An award-winning Philippine journalist and founder of an online news site that has clashed repeatedly with President Rodrigo Duterte was arrested Wednesday by government agents on libel charges.
Maria Ressa, executive editor of Rappler, Inc., was arrested following a complaint from a businessman linked to murder and trafficking humans and drugs. The Philippine justice ministry filed the case on behalf of the of businessman, who denies any wrongdoing. Dutere's government maintains the arrest was a normal response to the complaint.
Ressa's arrest stems from a 2012 report about the businessman's alleged ties to a judge who was on the nation's highest court.
"We are not intimidated," Ressa said in a statement after her arrest. "No amount of legal cases, black propaganda and lies can silence Filipino journalists who continue to hold the line."

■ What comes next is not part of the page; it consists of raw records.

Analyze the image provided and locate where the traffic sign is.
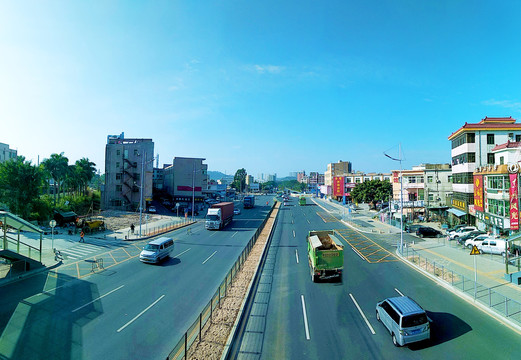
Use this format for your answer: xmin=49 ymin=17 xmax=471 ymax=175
xmin=470 ymin=245 xmax=479 ymax=255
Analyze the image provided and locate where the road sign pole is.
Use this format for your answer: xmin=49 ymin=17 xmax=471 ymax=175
xmin=474 ymin=256 xmax=478 ymax=300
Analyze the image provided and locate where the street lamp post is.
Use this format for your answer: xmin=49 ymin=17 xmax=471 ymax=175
xmin=384 ymin=145 xmax=403 ymax=254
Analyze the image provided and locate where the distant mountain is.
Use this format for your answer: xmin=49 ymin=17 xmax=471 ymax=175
xmin=208 ymin=171 xmax=233 ymax=180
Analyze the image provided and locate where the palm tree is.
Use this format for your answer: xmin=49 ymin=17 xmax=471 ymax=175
xmin=42 ymin=152 xmax=69 ymax=205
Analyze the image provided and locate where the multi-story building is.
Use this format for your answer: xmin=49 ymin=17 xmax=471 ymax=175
xmin=324 ymin=160 xmax=352 ymax=186
xmin=102 ymin=133 xmax=154 ymax=211
xmin=424 ymin=164 xmax=452 ymax=221
xmin=164 ymin=157 xmax=208 ymax=210
xmin=470 ymin=141 xmax=521 ymax=235
xmin=0 ymin=143 xmax=18 ymax=162
xmin=448 ymin=117 xmax=521 ymax=224
xmin=330 ymin=171 xmax=391 ymax=201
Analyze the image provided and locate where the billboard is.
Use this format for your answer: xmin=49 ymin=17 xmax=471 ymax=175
xmin=509 ymin=174 xmax=519 ymax=230
xmin=474 ymin=175 xmax=484 ymax=212
xmin=333 ymin=176 xmax=345 ymax=196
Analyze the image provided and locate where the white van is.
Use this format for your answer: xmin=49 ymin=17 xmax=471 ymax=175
xmin=478 ymin=239 xmax=510 ymax=256
xmin=139 ymin=237 xmax=174 ymax=264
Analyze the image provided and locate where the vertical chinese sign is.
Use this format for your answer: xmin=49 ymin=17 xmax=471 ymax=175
xmin=474 ymin=175 xmax=483 ymax=212
xmin=509 ymin=173 xmax=519 ymax=230
xmin=333 ymin=176 xmax=344 ymax=196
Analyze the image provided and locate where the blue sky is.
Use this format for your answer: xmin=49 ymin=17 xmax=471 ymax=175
xmin=0 ymin=0 xmax=521 ymax=177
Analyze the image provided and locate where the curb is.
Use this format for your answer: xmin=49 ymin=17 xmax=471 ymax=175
xmin=396 ymin=249 xmax=521 ymax=334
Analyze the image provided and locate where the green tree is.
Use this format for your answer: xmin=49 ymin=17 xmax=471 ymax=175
xmin=42 ymin=153 xmax=69 ymax=204
xmin=0 ymin=156 xmax=43 ymax=219
xmin=351 ymin=179 xmax=392 ymax=208
xmin=232 ymin=168 xmax=246 ymax=192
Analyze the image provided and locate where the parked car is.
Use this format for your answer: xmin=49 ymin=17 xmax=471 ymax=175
xmin=376 ymin=296 xmax=431 ymax=346
xmin=405 ymin=224 xmax=423 ymax=234
xmin=449 ymin=226 xmax=477 ymax=240
xmin=465 ymin=234 xmax=495 ymax=249
xmin=456 ymin=230 xmax=486 ymax=245
xmin=478 ymin=239 xmax=510 ymax=256
xmin=416 ymin=226 xmax=442 ymax=237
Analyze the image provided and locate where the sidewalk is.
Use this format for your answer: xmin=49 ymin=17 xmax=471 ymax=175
xmin=0 ymin=216 xmax=201 ymax=286
xmin=314 ymin=199 xmax=521 ymax=330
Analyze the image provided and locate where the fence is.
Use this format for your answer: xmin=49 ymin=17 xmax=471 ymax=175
xmin=167 ymin=205 xmax=275 ymax=360
xmin=0 ymin=258 xmax=29 ymax=280
xmin=402 ymin=247 xmax=521 ymax=325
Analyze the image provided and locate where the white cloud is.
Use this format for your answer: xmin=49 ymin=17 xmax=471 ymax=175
xmin=482 ymin=99 xmax=521 ymax=112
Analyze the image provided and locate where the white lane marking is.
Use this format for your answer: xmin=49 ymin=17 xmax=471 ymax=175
xmin=175 ymin=248 xmax=191 ymax=256
xmin=202 ymin=250 xmax=217 ymax=265
xmin=71 ymin=285 xmax=125 ymax=312
xmin=117 ymin=295 xmax=165 ymax=332
xmin=300 ymin=295 xmax=310 ymax=340
xmin=351 ymin=246 xmax=365 ymax=260
xmin=349 ymin=294 xmax=376 ymax=335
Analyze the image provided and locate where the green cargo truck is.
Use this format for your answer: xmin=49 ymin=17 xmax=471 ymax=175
xmin=308 ymin=230 xmax=344 ymax=282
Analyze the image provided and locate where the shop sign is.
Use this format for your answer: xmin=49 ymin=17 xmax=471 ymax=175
xmin=451 ymin=199 xmax=467 ymax=212
xmin=509 ymin=174 xmax=519 ymax=230
xmin=474 ymin=175 xmax=483 ymax=212
xmin=476 ymin=211 xmax=504 ymax=229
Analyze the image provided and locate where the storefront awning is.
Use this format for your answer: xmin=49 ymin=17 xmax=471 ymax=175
xmin=447 ymin=208 xmax=467 ymax=217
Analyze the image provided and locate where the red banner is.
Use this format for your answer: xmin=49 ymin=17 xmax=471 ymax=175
xmin=393 ymin=171 xmax=400 ymax=184
xmin=474 ymin=175 xmax=483 ymax=212
xmin=177 ymin=185 xmax=203 ymax=191
xmin=509 ymin=173 xmax=519 ymax=230
xmin=333 ymin=176 xmax=344 ymax=196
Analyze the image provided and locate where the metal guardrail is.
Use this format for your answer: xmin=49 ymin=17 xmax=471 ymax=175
xmin=0 ymin=258 xmax=30 ymax=279
xmin=166 ymin=204 xmax=275 ymax=360
xmin=402 ymin=247 xmax=521 ymax=326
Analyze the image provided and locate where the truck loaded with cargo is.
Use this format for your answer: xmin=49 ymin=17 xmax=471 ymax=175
xmin=307 ymin=230 xmax=344 ymax=282
xmin=243 ymin=195 xmax=255 ymax=209
xmin=205 ymin=202 xmax=233 ymax=230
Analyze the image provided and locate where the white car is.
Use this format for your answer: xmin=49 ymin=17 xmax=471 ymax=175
xmin=478 ymin=238 xmax=510 ymax=256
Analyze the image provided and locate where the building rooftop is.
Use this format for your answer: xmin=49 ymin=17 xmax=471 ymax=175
xmin=449 ymin=116 xmax=521 ymax=140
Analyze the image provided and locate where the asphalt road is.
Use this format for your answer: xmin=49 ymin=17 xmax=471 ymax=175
xmin=0 ymin=197 xmax=272 ymax=359
xmin=254 ymin=200 xmax=521 ymax=359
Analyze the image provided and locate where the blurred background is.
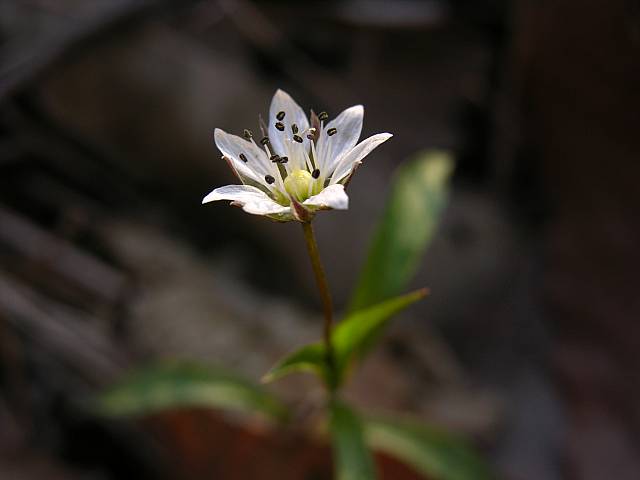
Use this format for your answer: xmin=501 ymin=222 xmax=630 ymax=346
xmin=0 ymin=0 xmax=640 ymax=480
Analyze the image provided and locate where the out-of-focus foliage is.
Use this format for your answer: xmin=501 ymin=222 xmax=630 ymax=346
xmin=329 ymin=400 xmax=376 ymax=480
xmin=364 ymin=418 xmax=494 ymax=480
xmin=333 ymin=289 xmax=427 ymax=383
xmin=97 ymin=362 xmax=287 ymax=420
xmin=349 ymin=150 xmax=453 ymax=311
xmin=264 ymin=290 xmax=426 ymax=386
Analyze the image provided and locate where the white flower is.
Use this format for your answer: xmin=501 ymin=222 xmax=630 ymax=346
xmin=202 ymin=90 xmax=392 ymax=222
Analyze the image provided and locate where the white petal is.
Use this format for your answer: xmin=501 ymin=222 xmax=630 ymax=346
xmin=202 ymin=185 xmax=291 ymax=215
xmin=213 ymin=128 xmax=277 ymax=186
xmin=316 ymin=105 xmax=364 ymax=177
xmin=330 ymin=133 xmax=393 ymax=184
xmin=302 ymin=183 xmax=349 ymax=210
xmin=269 ymin=90 xmax=309 ymax=157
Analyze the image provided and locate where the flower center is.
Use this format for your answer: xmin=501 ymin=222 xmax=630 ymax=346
xmin=284 ymin=170 xmax=318 ymax=202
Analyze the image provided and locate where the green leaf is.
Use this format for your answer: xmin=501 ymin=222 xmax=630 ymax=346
xmin=330 ymin=400 xmax=376 ymax=480
xmin=96 ymin=362 xmax=287 ymax=419
xmin=349 ymin=150 xmax=453 ymax=311
xmin=262 ymin=343 xmax=326 ymax=383
xmin=333 ymin=289 xmax=427 ymax=383
xmin=364 ymin=418 xmax=494 ymax=480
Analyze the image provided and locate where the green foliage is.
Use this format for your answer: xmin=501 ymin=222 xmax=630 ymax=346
xmin=97 ymin=362 xmax=287 ymax=420
xmin=349 ymin=150 xmax=453 ymax=311
xmin=329 ymin=400 xmax=376 ymax=480
xmin=333 ymin=289 xmax=427 ymax=384
xmin=263 ymin=290 xmax=426 ymax=386
xmin=262 ymin=343 xmax=327 ymax=383
xmin=364 ymin=418 xmax=494 ymax=480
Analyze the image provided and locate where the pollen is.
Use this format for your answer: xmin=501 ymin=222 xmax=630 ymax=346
xmin=284 ymin=170 xmax=314 ymax=202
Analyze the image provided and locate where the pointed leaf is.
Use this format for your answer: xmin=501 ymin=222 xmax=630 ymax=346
xmin=262 ymin=343 xmax=326 ymax=383
xmin=349 ymin=150 xmax=453 ymax=311
xmin=97 ymin=362 xmax=286 ymax=419
xmin=364 ymin=418 xmax=495 ymax=480
xmin=333 ymin=289 xmax=427 ymax=380
xmin=330 ymin=401 xmax=376 ymax=480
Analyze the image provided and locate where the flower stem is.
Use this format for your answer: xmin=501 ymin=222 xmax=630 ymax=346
xmin=302 ymin=222 xmax=337 ymax=393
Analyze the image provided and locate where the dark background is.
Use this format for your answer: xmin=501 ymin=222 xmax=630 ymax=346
xmin=0 ymin=0 xmax=640 ymax=480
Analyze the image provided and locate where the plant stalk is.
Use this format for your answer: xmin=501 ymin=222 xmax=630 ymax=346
xmin=302 ymin=222 xmax=337 ymax=392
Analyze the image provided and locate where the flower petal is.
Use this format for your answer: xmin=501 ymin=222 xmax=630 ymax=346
xmin=316 ymin=105 xmax=364 ymax=178
xmin=330 ymin=133 xmax=393 ymax=184
xmin=302 ymin=183 xmax=349 ymax=210
xmin=269 ymin=90 xmax=309 ymax=156
xmin=202 ymin=185 xmax=291 ymax=215
xmin=213 ymin=128 xmax=277 ymax=188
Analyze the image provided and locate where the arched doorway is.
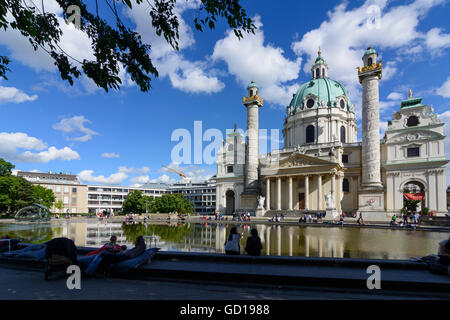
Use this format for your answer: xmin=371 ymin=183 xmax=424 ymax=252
xmin=403 ymin=181 xmax=425 ymax=212
xmin=225 ymin=190 xmax=234 ymax=215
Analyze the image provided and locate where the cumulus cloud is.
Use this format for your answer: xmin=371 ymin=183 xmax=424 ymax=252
xmin=78 ymin=170 xmax=128 ymax=185
xmin=0 ymin=86 xmax=38 ymax=104
xmin=212 ymin=16 xmax=302 ymax=106
xmin=119 ymin=166 xmax=150 ymax=175
xmin=292 ymin=0 xmax=444 ymax=113
xmin=0 ymin=132 xmax=80 ymax=163
xmin=53 ymin=116 xmax=98 ymax=142
xmin=125 ymin=1 xmax=225 ymax=93
xmin=102 ymin=152 xmax=120 ymax=158
xmin=425 ymin=28 xmax=450 ymax=53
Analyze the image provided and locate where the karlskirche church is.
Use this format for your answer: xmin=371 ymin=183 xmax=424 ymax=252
xmin=216 ymin=47 xmax=449 ymax=220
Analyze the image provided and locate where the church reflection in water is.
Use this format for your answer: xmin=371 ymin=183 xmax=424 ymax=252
xmin=8 ymin=220 xmax=448 ymax=259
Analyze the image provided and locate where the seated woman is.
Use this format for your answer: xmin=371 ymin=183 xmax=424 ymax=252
xmin=86 ymin=236 xmax=146 ymax=275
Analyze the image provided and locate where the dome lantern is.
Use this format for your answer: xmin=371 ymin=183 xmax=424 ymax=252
xmin=311 ymin=47 xmax=328 ymax=80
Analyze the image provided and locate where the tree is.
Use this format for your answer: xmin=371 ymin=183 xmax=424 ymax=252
xmin=122 ymin=190 xmax=145 ymax=214
xmin=55 ymin=199 xmax=64 ymax=213
xmin=33 ymin=185 xmax=55 ymax=208
xmin=0 ymin=0 xmax=256 ymax=92
xmin=0 ymin=158 xmax=16 ymax=177
xmin=0 ymin=176 xmax=33 ymax=214
xmin=155 ymin=193 xmax=194 ymax=213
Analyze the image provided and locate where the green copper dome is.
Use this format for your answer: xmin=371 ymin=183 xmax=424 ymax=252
xmin=289 ymin=78 xmax=350 ymax=114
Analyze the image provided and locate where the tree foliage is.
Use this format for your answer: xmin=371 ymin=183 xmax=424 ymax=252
xmin=122 ymin=190 xmax=194 ymax=214
xmin=33 ymin=185 xmax=55 ymax=208
xmin=0 ymin=175 xmax=33 ymax=214
xmin=0 ymin=0 xmax=256 ymax=92
xmin=0 ymin=158 xmax=15 ymax=177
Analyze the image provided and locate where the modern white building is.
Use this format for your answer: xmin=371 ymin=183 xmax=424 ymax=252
xmin=17 ymin=171 xmax=87 ymax=214
xmin=167 ymin=177 xmax=216 ymax=214
xmin=216 ymin=47 xmax=449 ymax=220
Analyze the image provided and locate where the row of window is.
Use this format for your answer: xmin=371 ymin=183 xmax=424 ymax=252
xmin=306 ymin=124 xmax=347 ymax=143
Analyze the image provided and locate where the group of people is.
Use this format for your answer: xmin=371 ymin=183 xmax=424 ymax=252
xmin=225 ymin=227 xmax=262 ymax=256
xmin=233 ymin=212 xmax=250 ymax=221
xmin=391 ymin=212 xmax=420 ymax=226
xmin=86 ymin=236 xmax=146 ymax=276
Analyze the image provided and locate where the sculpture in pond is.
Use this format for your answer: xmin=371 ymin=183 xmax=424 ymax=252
xmin=14 ymin=203 xmax=50 ymax=221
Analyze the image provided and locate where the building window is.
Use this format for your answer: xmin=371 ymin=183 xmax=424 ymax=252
xmin=341 ymin=126 xmax=346 ymax=143
xmin=407 ymin=147 xmax=420 ymax=158
xmin=342 ymin=178 xmax=350 ymax=192
xmin=342 ymin=154 xmax=348 ymax=163
xmin=406 ymin=116 xmax=419 ymax=127
xmin=306 ymin=125 xmax=315 ymax=143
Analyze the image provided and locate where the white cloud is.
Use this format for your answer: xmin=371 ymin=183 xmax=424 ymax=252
xmin=0 ymin=86 xmax=38 ymax=104
xmin=150 ymin=174 xmax=178 ymax=184
xmin=0 ymin=132 xmax=80 ymax=163
xmin=125 ymin=1 xmax=225 ymax=93
xmin=435 ymin=77 xmax=450 ymax=98
xmin=102 ymin=152 xmax=120 ymax=158
xmin=53 ymin=116 xmax=98 ymax=142
xmin=119 ymin=166 xmax=150 ymax=175
xmin=212 ymin=16 xmax=302 ymax=107
xmin=292 ymin=0 xmax=444 ymax=113
xmin=78 ymin=170 xmax=128 ymax=185
xmin=425 ymin=28 xmax=450 ymax=53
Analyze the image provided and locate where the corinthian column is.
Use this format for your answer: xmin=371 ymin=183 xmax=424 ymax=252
xmin=358 ymin=47 xmax=383 ymax=189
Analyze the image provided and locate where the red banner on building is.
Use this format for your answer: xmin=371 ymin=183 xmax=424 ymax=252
xmin=403 ymin=193 xmax=425 ymax=201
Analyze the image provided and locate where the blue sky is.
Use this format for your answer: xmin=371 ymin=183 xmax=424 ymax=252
xmin=0 ymin=0 xmax=450 ymax=185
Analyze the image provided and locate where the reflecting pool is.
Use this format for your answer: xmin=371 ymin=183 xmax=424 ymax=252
xmin=0 ymin=219 xmax=449 ymax=259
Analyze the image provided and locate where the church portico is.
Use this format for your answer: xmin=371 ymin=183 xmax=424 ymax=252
xmin=264 ymin=171 xmax=343 ymax=212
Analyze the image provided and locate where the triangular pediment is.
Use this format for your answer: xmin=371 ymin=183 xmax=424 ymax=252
xmin=279 ymin=153 xmax=336 ymax=168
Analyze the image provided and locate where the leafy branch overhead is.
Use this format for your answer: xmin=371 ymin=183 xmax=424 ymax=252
xmin=0 ymin=0 xmax=256 ymax=92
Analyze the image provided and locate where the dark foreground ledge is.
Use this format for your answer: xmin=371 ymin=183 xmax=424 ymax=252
xmin=0 ymin=247 xmax=450 ymax=298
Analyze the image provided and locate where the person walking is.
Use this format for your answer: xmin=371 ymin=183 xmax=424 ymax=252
xmin=225 ymin=227 xmax=241 ymax=255
xmin=245 ymin=228 xmax=262 ymax=256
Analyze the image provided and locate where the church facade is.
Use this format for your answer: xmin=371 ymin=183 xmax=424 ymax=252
xmin=216 ymin=47 xmax=448 ymax=220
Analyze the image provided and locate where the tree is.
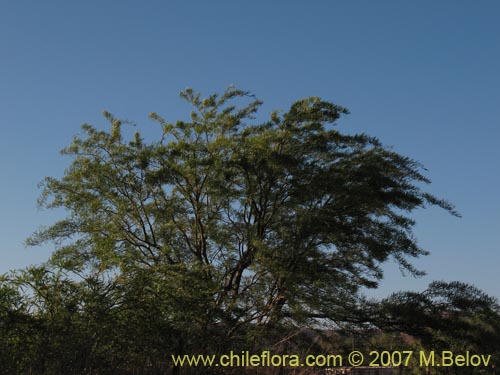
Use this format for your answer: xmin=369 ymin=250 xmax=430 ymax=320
xmin=368 ymin=281 xmax=500 ymax=374
xmin=28 ymin=88 xmax=456 ymax=352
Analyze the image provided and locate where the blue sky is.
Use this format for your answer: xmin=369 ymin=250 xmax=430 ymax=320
xmin=0 ymin=0 xmax=500 ymax=297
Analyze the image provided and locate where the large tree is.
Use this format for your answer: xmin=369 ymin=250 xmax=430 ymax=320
xmin=29 ymin=88 xmax=455 ymax=350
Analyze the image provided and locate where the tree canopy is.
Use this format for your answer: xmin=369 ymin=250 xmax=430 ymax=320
xmin=29 ymin=88 xmax=455 ymax=334
xmin=4 ymin=87 xmax=500 ymax=374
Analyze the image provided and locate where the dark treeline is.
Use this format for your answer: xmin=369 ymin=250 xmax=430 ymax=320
xmin=0 ymin=88 xmax=500 ymax=375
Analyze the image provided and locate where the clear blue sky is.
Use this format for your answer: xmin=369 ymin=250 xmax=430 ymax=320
xmin=0 ymin=0 xmax=500 ymax=297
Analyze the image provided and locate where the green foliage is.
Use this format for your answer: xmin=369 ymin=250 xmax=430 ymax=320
xmin=2 ymin=87 xmax=476 ymax=374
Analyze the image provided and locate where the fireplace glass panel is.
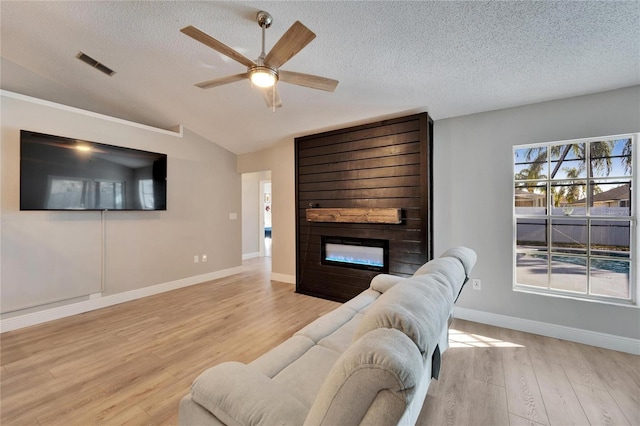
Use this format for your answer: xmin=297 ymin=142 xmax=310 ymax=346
xmin=322 ymin=236 xmax=389 ymax=272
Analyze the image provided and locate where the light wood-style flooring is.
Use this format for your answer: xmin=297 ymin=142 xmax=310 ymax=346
xmin=0 ymin=259 xmax=640 ymax=426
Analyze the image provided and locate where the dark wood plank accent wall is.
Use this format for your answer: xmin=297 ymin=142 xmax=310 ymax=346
xmin=295 ymin=113 xmax=433 ymax=302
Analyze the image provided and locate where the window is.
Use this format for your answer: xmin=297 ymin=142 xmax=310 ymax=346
xmin=513 ymin=135 xmax=638 ymax=305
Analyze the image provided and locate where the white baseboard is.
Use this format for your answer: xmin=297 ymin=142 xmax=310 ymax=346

"These legal acrobatics show how far the government will go to silences journalists, including the pettiness of forcing me to spend the night in jail," she added.
The National Union of Journalists of the Philippines condemned the arrest as a "shameless act of persecution by a bully government."
The Committee to Protect Journalists in Bangkok called on authorities to drop all charges against Ressa and to immediately release her. The committee's Southeast Asia representative, Shawn Crispin, said "the Philippine government's legal harassment of Rappler and Ressa has now reached a critical and alarming juncture."
London-based Amnesty International denounced the arrest as "brazenly politically motivated."
Ressa was one of several people named "Person of the Year" by Time Magazine in 2018. Time wrote she was recognized for leading Rappler's "fearless reporting on President Rodrigo Duterte's propaganda machine and extrajudicial killings," a reference to his signature anti-drug campaign that has killed thousands of people. Critics say the campaign has targeted the poor.
Ressa's detention represents a significant escalation in government pressure on Rappler, which was already facing tax evasion charges that could shut it down.
Duterte has also cracked down on other high-profile critics in the media and the legislature who have opposed his bloody anti-drug campaign.
The Philippines fell six places last year in a ranking of press freedom published by Reporters Without Borders. The country fell to 133 out of 180 because of the government's efforts to silence critics, the group said.